Baldassare Galuppi, von seinen Zeitgenossen auch Buranello genannt - nach der Insel in der Nähe von Venedig, wo er am 18. Oktober 1706 geboren wurde - verdiente sich seine ersten Sporen als Cembalist und Arrangeur von Opern fremder Komponisten. Später bekleidete er die wichtigsten musikalischen Ämter Venedigs: Er wurde Kapellmeister im Markusdom und Chorleiter in zwei der vier großen Venezianischen Ospedali, jenen Waisenhäusern, die Mädchen eine profunde musikalische Ausbildung boten und aus denen sich später die heutigen Konservatorien entwickelten.

Der englische Musikgelehrte Charles Burney schreibt 1770 in sein "Tagebuch einer musikalischen Reise":

" "Galuppi ragt unter dem gegenwärtigen Geschlechte der Musiker in Venedig so sehr hervor, wie ein Riese unter den Zwergen."

Zwei Mal verließ Galuppi Venedig für einen längeren Zeitraum: Von 1741 bis 1743 wirkte er in London, wo er, nach Georg Friedrich Händels Scheitern als Opernkomponist, für die italienische Opera seria zuständig war. Und gute 20 Jahre später hielt er sich für drei Jahre als Hofkomponist von Katharina II. in St. Petersburg auf. Charles Burney:

"Es scheint, als wenn Signore Galuppis Genie, gleich dem des Tizian, durch das Alter noch feuriger geworden sei.
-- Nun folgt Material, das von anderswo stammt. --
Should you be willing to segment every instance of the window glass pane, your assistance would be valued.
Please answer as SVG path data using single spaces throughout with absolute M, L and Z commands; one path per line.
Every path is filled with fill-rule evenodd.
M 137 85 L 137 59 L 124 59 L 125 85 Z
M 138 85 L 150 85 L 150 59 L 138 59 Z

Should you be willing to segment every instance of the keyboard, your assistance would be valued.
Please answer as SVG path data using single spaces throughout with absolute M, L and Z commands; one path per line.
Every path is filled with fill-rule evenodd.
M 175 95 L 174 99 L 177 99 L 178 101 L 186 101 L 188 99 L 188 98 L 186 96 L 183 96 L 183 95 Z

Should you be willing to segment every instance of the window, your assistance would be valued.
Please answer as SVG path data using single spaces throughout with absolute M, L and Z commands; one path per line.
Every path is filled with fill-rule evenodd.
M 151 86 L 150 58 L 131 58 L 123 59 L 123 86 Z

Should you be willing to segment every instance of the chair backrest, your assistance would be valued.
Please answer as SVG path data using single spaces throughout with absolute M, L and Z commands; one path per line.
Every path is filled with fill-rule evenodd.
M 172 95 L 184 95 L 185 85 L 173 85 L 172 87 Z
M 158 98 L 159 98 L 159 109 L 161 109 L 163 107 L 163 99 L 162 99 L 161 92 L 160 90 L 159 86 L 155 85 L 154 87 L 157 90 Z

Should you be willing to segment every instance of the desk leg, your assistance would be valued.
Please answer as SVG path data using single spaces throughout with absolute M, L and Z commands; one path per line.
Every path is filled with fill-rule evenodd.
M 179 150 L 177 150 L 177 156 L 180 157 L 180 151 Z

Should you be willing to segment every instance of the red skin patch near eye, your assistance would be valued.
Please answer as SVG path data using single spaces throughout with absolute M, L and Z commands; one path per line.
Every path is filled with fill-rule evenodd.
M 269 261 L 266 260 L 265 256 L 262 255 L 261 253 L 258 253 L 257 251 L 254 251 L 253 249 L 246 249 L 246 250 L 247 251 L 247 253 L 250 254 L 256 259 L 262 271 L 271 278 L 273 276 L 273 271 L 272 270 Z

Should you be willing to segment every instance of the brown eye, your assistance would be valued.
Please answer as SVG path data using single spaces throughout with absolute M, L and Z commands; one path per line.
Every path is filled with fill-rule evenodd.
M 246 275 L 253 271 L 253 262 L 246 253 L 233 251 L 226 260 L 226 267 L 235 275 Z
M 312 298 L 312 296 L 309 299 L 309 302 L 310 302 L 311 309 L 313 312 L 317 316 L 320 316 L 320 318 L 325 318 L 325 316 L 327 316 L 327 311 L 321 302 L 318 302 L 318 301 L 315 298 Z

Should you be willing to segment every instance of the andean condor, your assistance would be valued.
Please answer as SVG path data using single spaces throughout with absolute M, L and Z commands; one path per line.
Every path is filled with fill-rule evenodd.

Er kann itzt nicht weniger als siebenzig Jahre alt sein, und dennoch räumt jedermann ein, dass seine letzten Opern und Kirchenkompositionen mehr voll Geist, Geschmack und Einbildungskraft sind als irgendeine aus den verschiedenen Zeitpunkten seines Lebens."

Baldassare Galuppi starb am 3. Januar 1785 im Alter von 78 Jahren in Venedig - als einer der angesehensten und reichsten Musiker seiner Zeit.